I bet you're glad to finally get it on the road after 18 months of work!


----------



## Whitewheels (Nov 12, 2003)

ANDY H said:


> trimmed in Alcantara!


I was just about to quess that it was flocked(don´t know if it´s called that in english?) because all of the detailing,glad I did´nt  



[email protected] said:


> Thats one of the nicest R32's I've seen, I hope I can get mine up to that sort of standard one day


I agree. It´s my new "benchmark" :thumbsup:


----------



## Luckham (Nov 10, 2005)

That is one awesome BNR32 you've got there mate - Respect 

It must have cost you a bloody fortune to get it to that level of spec :smokin:


----------



## Flint (Mar 31, 2006)

Simply stunning....
One of the very best looking R32's I've seen in a looong time:bowdown1:


----------



## ANDY H (Mar 17, 2005)

cheers for all the kind coments!
im well pleased with the results and im pleased you all approve


----------



## Dohc (Nov 29, 2005)

where did you get the gauge cluster?


----------



## Smokey 1 (Nov 1, 2005)

Great looking car Andy, you might need to update the spec list :bowdown1: 
Look forward to lining up against you on the start grid.

Smokey :smokin:


----------



## plkettle (Feb 2, 2004)

looking ACE mate,

where did you get the dash done and how much was it ?? 

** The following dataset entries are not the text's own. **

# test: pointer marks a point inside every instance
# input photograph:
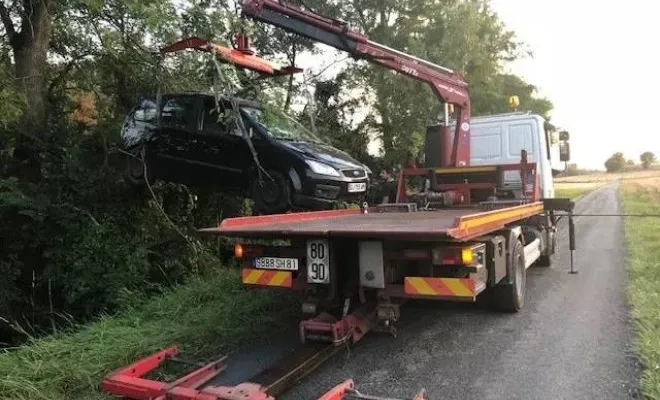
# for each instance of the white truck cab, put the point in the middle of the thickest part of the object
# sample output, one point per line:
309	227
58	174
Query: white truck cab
499	139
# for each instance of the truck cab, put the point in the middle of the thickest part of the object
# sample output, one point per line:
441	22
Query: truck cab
498	140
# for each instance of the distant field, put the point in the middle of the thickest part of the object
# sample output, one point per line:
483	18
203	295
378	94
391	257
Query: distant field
575	186
642	196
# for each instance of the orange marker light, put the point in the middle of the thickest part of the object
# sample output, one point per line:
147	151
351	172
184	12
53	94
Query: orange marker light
238	251
466	256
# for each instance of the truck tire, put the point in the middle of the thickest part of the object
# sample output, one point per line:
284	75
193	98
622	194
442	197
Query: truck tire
271	195
510	297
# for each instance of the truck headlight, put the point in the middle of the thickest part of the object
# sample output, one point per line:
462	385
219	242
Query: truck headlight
322	169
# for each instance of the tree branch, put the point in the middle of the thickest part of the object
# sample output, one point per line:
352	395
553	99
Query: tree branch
7	22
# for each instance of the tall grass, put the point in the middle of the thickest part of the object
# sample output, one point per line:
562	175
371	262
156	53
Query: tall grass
204	317
643	241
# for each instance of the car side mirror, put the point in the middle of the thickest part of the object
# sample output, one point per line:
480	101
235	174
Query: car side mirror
564	152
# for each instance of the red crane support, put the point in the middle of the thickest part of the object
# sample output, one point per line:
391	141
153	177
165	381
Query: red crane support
448	85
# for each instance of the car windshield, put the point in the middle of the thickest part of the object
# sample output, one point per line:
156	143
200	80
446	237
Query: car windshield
280	126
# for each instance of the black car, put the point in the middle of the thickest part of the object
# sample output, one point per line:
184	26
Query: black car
196	139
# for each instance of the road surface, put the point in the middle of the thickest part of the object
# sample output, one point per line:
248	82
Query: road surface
572	340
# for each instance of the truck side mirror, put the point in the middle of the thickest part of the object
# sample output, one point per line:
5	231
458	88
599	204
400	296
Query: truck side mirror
564	152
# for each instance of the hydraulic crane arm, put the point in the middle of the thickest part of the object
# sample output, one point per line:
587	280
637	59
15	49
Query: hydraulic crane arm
448	85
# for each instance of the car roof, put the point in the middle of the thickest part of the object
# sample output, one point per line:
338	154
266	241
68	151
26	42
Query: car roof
241	101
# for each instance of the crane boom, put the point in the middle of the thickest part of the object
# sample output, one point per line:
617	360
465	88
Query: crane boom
447	84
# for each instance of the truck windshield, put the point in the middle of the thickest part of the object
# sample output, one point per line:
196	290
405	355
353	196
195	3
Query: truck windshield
280	126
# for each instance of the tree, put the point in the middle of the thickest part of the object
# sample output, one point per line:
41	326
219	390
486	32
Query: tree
615	163
29	44
465	36
647	158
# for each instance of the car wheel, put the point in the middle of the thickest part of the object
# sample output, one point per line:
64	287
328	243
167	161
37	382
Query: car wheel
271	193
134	174
545	260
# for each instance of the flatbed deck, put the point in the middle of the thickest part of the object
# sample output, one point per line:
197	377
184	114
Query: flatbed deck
457	224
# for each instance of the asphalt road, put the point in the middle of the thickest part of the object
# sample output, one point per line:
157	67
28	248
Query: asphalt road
572	340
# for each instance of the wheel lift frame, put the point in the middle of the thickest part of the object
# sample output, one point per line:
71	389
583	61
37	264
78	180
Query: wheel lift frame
130	382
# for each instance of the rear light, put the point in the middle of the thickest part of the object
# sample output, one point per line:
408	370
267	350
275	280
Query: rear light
453	256
238	251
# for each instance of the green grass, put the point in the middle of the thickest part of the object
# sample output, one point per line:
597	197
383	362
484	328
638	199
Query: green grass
643	241
205	317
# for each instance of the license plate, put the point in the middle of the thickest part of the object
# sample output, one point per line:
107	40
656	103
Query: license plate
284	264
357	187
318	261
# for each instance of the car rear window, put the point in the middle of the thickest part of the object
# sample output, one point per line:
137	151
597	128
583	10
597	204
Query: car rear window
178	112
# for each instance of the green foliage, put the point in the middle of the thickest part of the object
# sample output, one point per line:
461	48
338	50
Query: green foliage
205	317
615	163
647	158
643	244
465	36
76	241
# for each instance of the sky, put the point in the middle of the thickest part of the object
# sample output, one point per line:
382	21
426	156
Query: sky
599	63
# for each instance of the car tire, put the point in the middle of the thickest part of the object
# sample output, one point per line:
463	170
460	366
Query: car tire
134	174
510	297
272	193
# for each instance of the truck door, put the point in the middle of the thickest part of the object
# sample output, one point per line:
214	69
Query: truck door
222	148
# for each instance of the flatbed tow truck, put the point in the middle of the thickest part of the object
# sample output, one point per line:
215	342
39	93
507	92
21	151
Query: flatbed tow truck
458	239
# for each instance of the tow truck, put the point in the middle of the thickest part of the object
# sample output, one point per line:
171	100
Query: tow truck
457	237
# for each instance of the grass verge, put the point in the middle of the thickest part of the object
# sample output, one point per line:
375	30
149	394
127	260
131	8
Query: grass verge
206	317
643	241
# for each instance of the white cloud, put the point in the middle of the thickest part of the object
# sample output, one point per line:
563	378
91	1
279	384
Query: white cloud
598	62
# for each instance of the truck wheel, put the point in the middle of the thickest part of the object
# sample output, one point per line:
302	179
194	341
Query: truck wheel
271	195
510	297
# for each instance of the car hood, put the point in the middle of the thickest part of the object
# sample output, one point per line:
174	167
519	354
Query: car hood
324	153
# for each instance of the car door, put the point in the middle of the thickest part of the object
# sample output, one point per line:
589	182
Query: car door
222	147
177	131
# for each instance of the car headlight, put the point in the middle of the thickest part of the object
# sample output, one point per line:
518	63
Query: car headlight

looks mint recovered - much more modern look inside and i like it a LOT


----------



## banzai g (Jan 5, 2007)

Stunning mate !!! 

One of the nicest built r32's ive seen !!!! :bowdown1: 

Class detail !


----------



## redsunracing (Oct 28, 2007)

Wow,Wow,Wow!!!!!!!! Nice Man!!!!!


----------



## Lono9885 (Apr 11, 2005)

Awesome Awesome Awesome Loved your car since I saw it at bromley mate, such a well tuned and designed example. This is what I aspire to ! Gonna have to shoot over your way after work one evening when you've got it at work with you to see it in the flesh again and possibly get taken for a spin ?


----------



## brett21 (Apr 20, 2005)

*The NUTS!*

Best looking grey R32 i have seen, & mine is grey!!! :bawling:


----------



## Pez301 (May 29, 2007)

very nice r32, can we see more picture of the interior, this alcantra look fantastic


----------



## Rain (Apr 8, 2006)

well done man, you read my mind with that interior!


----------



## Dohc (Nov 29, 2005)

I did take some pics and videos of Andy´s GTR at TOTB last year...
This is one of my favorite GTR´s


----------



## ANDY H (Mar 17, 2005)

ill get some more up dated pics and specs soon!!


----------



## kennyc (Aug 25, 2005)

Stunning car! more pics please


----------



## ANDY H (Mar 17, 2005)

don't go digging this thread up!:bawling: it makes me start thinking!


----------



## kennyc (Aug 25, 2005)

Have you sold her Andy?


----------



## ANDY H (Mar 17, 2005)

no due to other projects which need funding! im braking her!:bawling:


----------



## kennyc (Aug 25, 2005)

No way! One of my favourite 32's  

Did you not try and sell the car complete?


----------



## ANDY H (Mar 17, 2005)

with over £55000 in it ! i dont think ill get that much back!
shes worth more in bits! 
a real shame.


----------



## banzai g (Jan 5, 2007)

Sorry to hear your breaking it mate !!!!! Awesome 32 , unreal spec.


----------



## ANDY H (Mar 17, 2005)

catch tank pics are on page 1 and 3


----------



## JDMist3hfastar (Feb 23, 2007)

Damn thats a good looking vehicle. Those brakes look insane.


----------



## G.A.T FEAST (Jul 15, 2005)

Long time coming on this one. Car looks "suberashi" Andy!


----------



## Luke Emmott (Jan 20, 2002)

*32*

Is it for sale???

Regards

Luke


----------



## G40tee (Feb 25, 2008)

isnt he breaking it?


----------